Reservoir Permeability Upscaling Indicators From Welltest Analysis.
A methodology has been developed, for a non-fractured reservoir, to:
Correlate effective permeability values from upscaled core data with those inferred from welltest analysis.
Estimate a potential well's initial productivity
It could be applied to screen and rank potential development well locations, by relative initial productivity, based on appraisal well data. The observations are based on the analysis of core and welltest data from a Middle East carbonate reservoir which has been on production for over 30 years.
Correlating effective permeability values from upscaled core data with those inferred from welltest analysis has traditionally been an issue of concern for reservoir engineers. The effective single-phase permeability of a region, characterized by a fine-scale permeability distribution, is defined to be the permeability of an equivalent spatially homogeneous permeability region which would produce the same flow rate for a given pressure drop applied across the region in any given direction. The effective permeability depends on both the frequency and the spatial distribution of the fine-scale permeability values. Higher fine-scale permeability values will result in a higher effective permeability and vice versa. To understand the influence of the second factor, please refer to Figure 1. It shows a typical plot of the effect of anisotropy on a region's effective permeability. Anisotropy characterizes the degree of layering in the system. For a spatially isotropic system, which is characterized by an anisotropy value of 1, the effective permeability Ke will be the same in all directions and can be approximated by the geometric average of the fine-scale permeability values. The fluid flow characteristics will be 100% random in nature. The effective horizontal permeability Keh will be the same as the effective vertical permeability Kev. As the anisotropy increases, Keh will increase while Kev will decrease. In the limit, for a perfectly layered system, Keh is given by the arithmetic average of the fine-scale horizontal permeability values and Kev is given by the harmonic average of the fine-scale vertical permeability values. The fluid flow will essentially be 100% parallel. Table 1 lists the three traditionally used permeability averaging equations. Please note that both the geometric and the harmonic averaging equations are "biased" by zero fine-scale permeability values. Cut-offs need to be used to screen the fine-scale permeability values being input into either equation.
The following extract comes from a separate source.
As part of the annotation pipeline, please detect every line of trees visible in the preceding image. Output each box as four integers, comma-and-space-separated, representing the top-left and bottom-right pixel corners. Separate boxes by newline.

Noetinger and Jacquin developed a general and rigorous theoretical framework for upscaling single-phase fine-scale permeability values in a 3D control volume and proposed an equation for determining the effective permeability of a region. In this study, a method has been proposed to modify their equation and apply it to upscale fine-scale core-plug permeability data and correlate the core-based effective permeability with that inferred from welltest analysis in a non-fractured reservoir.
As mentioned before, the analyses are based on data from a Middle East carbonate reservoir. Most of the core data, from 17 wells, was obtained on non-preserved rock under ambient conditions. Detailed description of core from 5 wells indicated that the reservoir is not fractured. Analysis of the 87Sr/86Sr isotope ratio in the residual salt present in core samples was coupled with log, core and pressure data to determine the presence of vertical flow barriers. This was used to better define the effective flow intervals for welltest analysis. Several pressure build-up tests were available for each well. However, most tests were plagued by missing early time data and poor data quality. Special steps had to be taken to account for the geology, address the uncertainty in the computed parameters and extract meaningful information from old welltest data.
This paper discusses the steps taken to address the limitations and uncertainty associated with analyzing old core and welltest data, provides the details of the methodology for correlating core and welltest KH data in a non-fractured reservoir and highlights the procedure that could be used to estimate the relative initial productivity of potential well locations.